Experience in industry, preferably the hiring company’s industry, is always a positive sign. But candidates at this level can also be chosen for their experience of managing large-scale enterprises, even if their career to date has been in a different industry: for example, a manufacturing executive will be able to move into the retail industry, because the basic skeleton of the business is the same: acquire raw materials or wholesale goods; add value one way or another; and sell the end result to the end user or wholesaler. The streams of income vs outgoings, acceptable wastage levels, and profit margins will all be similar to those the candidate is already accustomed to, so this familiarity with processes and margins can count as ‘industry experience’, even if they have never worked in precisely that industry.
Good C-Suite candidates can see the big picture and think strategically about what it means in the long run. This means that they can take on board all the small grumbles and successes of the various departments and fit them into an overall idea of how the business is progressing. Executives who become fixated on small issues that don’t really affect the overall running and profitability of the business as a whole can find that the business becomes unstable due to narrow micromanagement in one area causing neglect and system failures in other areas. It is better, for example, to ignore a small amount of excess ‘wastage’ in the engineering department, than to risk the company being left with no engineers when the business relies on the engineering department to keep all the other parts of the business ticking over smoothly.
Senior level candidates have transferrable skills. This is similar to the first point made in this article, but it is more wide-ranging.
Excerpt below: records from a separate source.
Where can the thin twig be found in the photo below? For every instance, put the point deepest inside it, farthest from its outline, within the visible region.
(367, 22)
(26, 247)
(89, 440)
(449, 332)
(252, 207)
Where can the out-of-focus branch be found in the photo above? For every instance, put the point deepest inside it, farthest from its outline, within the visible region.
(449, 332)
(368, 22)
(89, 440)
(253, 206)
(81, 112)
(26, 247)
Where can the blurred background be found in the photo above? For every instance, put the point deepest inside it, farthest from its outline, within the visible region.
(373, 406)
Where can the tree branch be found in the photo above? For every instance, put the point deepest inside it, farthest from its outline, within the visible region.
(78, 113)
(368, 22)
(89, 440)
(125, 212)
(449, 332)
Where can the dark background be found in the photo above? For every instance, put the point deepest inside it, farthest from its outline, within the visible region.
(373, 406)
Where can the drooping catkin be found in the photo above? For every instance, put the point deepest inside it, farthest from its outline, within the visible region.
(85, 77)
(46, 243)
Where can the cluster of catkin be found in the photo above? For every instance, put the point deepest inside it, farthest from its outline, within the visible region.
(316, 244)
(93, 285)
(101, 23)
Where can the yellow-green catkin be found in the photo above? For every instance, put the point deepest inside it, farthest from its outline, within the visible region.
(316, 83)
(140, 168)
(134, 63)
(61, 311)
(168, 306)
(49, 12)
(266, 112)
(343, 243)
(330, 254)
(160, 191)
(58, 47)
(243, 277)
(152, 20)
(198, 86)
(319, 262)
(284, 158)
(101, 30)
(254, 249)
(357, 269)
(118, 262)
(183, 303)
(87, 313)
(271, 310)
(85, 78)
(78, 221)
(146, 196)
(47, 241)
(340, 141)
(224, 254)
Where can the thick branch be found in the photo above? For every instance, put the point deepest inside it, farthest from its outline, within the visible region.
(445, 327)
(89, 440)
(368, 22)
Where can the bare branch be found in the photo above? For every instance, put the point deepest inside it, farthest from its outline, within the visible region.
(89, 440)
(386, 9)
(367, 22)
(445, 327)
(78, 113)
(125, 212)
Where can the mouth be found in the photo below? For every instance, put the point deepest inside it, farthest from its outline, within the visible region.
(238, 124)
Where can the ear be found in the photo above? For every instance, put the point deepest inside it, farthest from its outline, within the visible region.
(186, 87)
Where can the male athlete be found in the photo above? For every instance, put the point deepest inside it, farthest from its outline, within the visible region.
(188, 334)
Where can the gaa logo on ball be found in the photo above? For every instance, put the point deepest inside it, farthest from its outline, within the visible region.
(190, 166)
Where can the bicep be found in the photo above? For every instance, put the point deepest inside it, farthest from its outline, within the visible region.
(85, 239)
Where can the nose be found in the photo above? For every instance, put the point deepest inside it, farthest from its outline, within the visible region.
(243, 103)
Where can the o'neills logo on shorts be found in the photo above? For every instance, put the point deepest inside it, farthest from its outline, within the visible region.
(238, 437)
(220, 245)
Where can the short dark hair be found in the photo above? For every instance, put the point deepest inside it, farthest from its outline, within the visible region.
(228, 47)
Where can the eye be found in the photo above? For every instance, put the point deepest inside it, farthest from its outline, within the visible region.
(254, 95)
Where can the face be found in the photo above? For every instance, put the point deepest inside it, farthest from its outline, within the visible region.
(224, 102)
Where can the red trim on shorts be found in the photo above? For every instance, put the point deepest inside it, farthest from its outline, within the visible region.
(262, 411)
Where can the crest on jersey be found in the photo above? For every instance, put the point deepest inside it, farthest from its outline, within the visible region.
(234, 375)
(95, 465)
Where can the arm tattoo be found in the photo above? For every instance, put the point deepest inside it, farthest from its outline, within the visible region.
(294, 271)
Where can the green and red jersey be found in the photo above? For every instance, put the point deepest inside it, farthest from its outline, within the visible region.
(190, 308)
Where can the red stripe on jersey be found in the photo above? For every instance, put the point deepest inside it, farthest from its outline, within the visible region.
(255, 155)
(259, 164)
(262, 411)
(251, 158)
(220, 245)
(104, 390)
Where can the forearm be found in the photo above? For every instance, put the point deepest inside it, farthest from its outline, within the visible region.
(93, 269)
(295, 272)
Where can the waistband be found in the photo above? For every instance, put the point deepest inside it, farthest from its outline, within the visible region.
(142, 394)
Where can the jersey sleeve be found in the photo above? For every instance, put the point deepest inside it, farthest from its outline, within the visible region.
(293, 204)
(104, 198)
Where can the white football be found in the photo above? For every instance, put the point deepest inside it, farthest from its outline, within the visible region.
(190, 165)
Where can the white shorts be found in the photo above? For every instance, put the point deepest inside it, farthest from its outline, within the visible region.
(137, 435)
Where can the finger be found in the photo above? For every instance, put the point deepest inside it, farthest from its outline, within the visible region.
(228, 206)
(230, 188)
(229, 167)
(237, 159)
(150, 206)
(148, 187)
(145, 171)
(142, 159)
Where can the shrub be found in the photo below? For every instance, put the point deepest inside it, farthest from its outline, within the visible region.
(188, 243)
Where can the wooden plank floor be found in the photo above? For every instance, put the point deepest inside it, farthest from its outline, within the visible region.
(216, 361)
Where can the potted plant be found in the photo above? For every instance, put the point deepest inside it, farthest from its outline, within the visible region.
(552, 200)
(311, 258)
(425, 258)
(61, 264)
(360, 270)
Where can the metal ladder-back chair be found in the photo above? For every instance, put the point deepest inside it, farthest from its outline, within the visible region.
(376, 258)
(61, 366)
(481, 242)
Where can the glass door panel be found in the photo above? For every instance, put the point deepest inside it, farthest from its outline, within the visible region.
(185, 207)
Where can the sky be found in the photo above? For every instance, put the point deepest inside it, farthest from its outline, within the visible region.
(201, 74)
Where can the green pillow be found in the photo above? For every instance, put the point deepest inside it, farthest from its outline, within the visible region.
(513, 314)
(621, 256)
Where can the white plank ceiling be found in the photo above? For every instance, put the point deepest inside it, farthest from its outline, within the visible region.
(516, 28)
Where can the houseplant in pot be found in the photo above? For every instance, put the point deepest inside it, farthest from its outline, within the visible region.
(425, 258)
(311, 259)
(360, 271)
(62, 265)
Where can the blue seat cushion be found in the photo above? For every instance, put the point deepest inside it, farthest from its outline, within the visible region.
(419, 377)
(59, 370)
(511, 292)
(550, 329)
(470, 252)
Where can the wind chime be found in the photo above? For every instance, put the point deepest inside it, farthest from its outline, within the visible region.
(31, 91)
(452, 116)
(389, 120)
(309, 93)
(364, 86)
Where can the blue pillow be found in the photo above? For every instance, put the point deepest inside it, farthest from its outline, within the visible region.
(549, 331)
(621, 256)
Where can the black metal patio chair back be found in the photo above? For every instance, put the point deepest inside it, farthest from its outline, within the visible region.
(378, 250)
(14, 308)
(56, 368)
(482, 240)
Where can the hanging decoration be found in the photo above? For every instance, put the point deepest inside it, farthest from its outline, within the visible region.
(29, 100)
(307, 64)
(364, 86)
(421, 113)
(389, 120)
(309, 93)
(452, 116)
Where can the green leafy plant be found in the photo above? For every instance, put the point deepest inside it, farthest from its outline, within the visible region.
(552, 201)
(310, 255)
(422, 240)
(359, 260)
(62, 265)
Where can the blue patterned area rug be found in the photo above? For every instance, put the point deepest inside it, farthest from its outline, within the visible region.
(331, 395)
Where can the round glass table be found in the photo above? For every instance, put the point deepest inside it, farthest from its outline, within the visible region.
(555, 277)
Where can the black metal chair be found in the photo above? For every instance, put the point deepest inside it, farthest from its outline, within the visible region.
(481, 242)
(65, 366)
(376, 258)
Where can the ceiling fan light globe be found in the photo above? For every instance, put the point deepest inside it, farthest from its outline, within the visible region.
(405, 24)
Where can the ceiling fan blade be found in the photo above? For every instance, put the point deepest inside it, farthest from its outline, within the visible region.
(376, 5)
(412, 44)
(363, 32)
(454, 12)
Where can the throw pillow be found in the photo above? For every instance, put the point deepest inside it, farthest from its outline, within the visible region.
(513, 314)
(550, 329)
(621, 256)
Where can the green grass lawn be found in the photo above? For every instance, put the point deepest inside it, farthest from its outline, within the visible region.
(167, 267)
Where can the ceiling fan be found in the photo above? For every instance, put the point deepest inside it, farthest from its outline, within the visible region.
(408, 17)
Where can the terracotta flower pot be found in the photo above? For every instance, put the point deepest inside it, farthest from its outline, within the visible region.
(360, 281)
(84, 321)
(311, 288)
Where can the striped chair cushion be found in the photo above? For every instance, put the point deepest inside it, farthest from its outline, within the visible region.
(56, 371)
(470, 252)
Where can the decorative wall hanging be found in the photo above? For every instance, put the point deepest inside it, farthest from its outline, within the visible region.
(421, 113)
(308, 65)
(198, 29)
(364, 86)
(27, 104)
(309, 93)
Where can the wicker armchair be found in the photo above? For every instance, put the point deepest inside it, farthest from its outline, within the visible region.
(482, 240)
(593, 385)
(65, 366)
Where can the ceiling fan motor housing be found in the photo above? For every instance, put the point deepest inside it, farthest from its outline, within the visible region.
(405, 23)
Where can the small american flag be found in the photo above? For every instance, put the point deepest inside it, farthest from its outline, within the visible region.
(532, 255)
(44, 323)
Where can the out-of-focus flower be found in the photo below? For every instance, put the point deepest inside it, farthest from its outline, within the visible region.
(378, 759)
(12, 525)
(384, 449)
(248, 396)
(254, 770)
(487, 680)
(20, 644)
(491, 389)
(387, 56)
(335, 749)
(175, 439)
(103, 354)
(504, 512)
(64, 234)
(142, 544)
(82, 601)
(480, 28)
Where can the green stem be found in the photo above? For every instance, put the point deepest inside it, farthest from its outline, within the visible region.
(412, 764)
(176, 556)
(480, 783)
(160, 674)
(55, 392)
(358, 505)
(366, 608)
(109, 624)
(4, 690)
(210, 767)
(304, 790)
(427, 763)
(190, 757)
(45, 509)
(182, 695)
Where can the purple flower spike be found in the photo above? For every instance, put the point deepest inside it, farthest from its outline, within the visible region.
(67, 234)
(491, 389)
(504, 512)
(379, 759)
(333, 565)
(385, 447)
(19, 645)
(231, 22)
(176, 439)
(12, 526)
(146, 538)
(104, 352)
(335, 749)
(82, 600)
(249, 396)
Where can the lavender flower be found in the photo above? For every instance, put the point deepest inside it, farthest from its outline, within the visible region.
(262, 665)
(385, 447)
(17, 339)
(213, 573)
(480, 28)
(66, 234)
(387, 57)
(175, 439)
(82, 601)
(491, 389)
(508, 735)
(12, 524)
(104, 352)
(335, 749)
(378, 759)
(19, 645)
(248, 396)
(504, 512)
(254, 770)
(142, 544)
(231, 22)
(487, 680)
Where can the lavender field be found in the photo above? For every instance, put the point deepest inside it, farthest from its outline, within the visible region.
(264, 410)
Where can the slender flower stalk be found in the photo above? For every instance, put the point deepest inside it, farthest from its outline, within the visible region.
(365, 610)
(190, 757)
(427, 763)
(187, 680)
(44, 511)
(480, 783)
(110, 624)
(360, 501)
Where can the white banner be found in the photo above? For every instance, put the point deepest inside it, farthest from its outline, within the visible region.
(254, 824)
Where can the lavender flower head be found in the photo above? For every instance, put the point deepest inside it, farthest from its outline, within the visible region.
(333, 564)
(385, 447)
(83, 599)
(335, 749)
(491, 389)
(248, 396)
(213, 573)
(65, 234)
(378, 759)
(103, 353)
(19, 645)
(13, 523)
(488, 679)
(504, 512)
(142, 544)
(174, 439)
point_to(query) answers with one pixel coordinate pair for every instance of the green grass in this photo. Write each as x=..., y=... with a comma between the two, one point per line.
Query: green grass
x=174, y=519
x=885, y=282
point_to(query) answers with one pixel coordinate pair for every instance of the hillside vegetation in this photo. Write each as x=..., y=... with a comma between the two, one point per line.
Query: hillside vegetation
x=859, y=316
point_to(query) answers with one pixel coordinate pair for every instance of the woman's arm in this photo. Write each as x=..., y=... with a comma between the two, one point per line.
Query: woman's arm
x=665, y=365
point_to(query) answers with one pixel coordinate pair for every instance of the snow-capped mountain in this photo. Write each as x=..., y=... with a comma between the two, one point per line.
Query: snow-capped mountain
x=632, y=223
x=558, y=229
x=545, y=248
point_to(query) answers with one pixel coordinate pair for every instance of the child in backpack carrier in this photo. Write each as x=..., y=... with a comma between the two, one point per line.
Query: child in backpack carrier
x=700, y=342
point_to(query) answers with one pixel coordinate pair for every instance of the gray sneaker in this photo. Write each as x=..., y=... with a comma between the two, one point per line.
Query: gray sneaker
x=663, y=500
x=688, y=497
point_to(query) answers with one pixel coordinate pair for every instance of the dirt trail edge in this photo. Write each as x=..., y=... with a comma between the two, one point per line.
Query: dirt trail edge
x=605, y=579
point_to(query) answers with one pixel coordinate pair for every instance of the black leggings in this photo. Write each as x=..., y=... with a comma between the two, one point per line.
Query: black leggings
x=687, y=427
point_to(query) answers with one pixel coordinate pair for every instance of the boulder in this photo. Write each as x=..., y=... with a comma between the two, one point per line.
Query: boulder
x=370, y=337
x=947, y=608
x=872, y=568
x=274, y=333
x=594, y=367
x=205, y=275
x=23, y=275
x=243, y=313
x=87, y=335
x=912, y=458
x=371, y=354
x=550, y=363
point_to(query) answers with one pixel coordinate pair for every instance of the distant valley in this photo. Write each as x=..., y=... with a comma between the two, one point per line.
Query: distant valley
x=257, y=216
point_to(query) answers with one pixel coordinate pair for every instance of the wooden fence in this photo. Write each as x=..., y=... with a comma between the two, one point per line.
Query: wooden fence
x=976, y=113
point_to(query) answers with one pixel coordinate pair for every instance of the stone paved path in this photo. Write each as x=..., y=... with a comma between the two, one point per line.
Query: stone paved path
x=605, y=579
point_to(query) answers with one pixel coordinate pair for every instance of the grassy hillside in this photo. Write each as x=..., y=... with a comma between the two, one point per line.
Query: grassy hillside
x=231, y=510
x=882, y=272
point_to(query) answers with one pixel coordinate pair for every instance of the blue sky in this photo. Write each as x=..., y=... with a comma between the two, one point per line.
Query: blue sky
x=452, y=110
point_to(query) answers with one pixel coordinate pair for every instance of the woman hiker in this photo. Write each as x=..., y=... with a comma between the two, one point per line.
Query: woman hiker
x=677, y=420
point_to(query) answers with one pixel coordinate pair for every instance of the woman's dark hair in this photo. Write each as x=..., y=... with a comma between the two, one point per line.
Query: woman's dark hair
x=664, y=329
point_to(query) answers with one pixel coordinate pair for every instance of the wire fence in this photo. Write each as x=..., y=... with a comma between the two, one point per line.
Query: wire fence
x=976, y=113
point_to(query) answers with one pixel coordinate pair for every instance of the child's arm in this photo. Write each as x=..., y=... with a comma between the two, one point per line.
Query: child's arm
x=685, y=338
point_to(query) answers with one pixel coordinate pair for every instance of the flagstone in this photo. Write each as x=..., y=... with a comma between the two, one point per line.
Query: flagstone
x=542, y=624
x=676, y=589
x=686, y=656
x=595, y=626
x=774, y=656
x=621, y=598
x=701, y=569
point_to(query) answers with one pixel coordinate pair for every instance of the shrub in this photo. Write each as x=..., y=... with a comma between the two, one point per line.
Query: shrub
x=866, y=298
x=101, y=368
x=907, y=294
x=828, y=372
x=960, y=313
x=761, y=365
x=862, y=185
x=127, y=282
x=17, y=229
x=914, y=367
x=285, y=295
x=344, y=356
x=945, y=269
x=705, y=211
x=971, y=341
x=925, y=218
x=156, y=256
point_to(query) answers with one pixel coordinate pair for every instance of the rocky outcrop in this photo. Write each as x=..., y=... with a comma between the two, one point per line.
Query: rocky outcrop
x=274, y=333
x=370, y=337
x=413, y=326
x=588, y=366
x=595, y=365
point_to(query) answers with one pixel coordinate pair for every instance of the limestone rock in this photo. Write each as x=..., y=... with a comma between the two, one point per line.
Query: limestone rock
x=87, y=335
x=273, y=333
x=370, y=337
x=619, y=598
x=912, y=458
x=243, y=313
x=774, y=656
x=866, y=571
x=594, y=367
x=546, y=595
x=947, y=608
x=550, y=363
Transferrable skills include things like legal knowledge acquired, for example, at university, being applied to health and safety regulations at work; accountancy and bookkeeping qualifications helping to arrive at a good profitable mark-up that does not disrespect customers by being set too high, and even things like working at menial jobs in the past enabling managers to fully understand the mindset of the waged staff. This last can be invaluable as a manager who understands work-based grievances from the inside, so to speak, can not only encourage productivity, but they can spot and head off threats of industrial action before they become acrimonious.